While one or two episodes seem unlikely e.g. Aubrey's confrontation with a senior staff officer who orders the continuation of a pointless attack, it is generally a well-balanced portrayal that does not avoid the realities of the time and place. Some significant characters die while the different living conditions and expectations of the social classes are referenced, although rarely criticised. The standard 'selfish worker at home, striking for pay while their colleagues die in France' puts in an appearance but so do those working and dying in munitions factories.
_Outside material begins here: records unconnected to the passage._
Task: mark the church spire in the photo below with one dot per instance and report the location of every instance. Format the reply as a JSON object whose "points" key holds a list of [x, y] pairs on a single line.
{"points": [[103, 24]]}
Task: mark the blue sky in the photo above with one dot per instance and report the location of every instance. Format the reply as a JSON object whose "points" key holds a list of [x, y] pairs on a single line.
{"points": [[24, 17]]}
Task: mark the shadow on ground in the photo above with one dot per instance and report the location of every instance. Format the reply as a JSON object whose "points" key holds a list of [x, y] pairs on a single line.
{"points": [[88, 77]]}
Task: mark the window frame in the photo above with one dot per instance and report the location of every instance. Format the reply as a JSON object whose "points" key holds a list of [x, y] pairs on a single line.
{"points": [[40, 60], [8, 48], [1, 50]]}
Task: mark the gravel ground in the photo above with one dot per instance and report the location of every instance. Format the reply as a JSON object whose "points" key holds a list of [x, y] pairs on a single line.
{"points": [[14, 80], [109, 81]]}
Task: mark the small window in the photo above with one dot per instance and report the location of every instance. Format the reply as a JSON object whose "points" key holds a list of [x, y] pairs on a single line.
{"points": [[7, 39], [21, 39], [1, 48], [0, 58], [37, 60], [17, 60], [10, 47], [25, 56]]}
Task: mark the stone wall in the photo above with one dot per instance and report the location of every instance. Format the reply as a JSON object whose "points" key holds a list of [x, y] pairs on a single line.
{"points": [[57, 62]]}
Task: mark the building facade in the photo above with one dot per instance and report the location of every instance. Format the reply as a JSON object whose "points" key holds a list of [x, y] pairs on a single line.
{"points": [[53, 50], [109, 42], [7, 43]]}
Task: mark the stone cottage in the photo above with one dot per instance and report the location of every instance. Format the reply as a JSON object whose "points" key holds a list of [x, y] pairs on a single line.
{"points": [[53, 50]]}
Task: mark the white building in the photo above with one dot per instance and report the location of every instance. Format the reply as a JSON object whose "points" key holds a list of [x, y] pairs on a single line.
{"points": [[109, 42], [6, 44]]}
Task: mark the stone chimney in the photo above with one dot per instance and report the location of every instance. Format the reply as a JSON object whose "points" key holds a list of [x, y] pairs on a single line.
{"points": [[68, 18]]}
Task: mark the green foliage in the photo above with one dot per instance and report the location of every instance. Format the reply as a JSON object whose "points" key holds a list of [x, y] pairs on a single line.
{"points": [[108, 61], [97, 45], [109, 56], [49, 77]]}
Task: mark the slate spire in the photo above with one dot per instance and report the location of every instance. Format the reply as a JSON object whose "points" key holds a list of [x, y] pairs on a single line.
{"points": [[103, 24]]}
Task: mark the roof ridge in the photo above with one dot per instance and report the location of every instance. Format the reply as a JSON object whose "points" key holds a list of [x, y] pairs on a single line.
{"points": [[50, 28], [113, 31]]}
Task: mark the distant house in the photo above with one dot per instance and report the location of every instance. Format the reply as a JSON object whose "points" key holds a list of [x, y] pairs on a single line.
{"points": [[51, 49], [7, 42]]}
The novel ends in Trafalgar Square where it began, with the crowds celebrating in Armistice Day, 11 November 1918; the emotions are similar but very different in motivation.

==Reviews==
Kirkus Reviews criticized the book's characterization as "at best an assumption" but also noted that Bury Him Among Kings "reads with the proficiency which comes with long practice." Martin Levin of The New York Times wrote that "Mr. Trevor catches the spirit of the times." Publishers Weekly called the book "an intensely moving and human portrait of that bloody and frequently pointless time."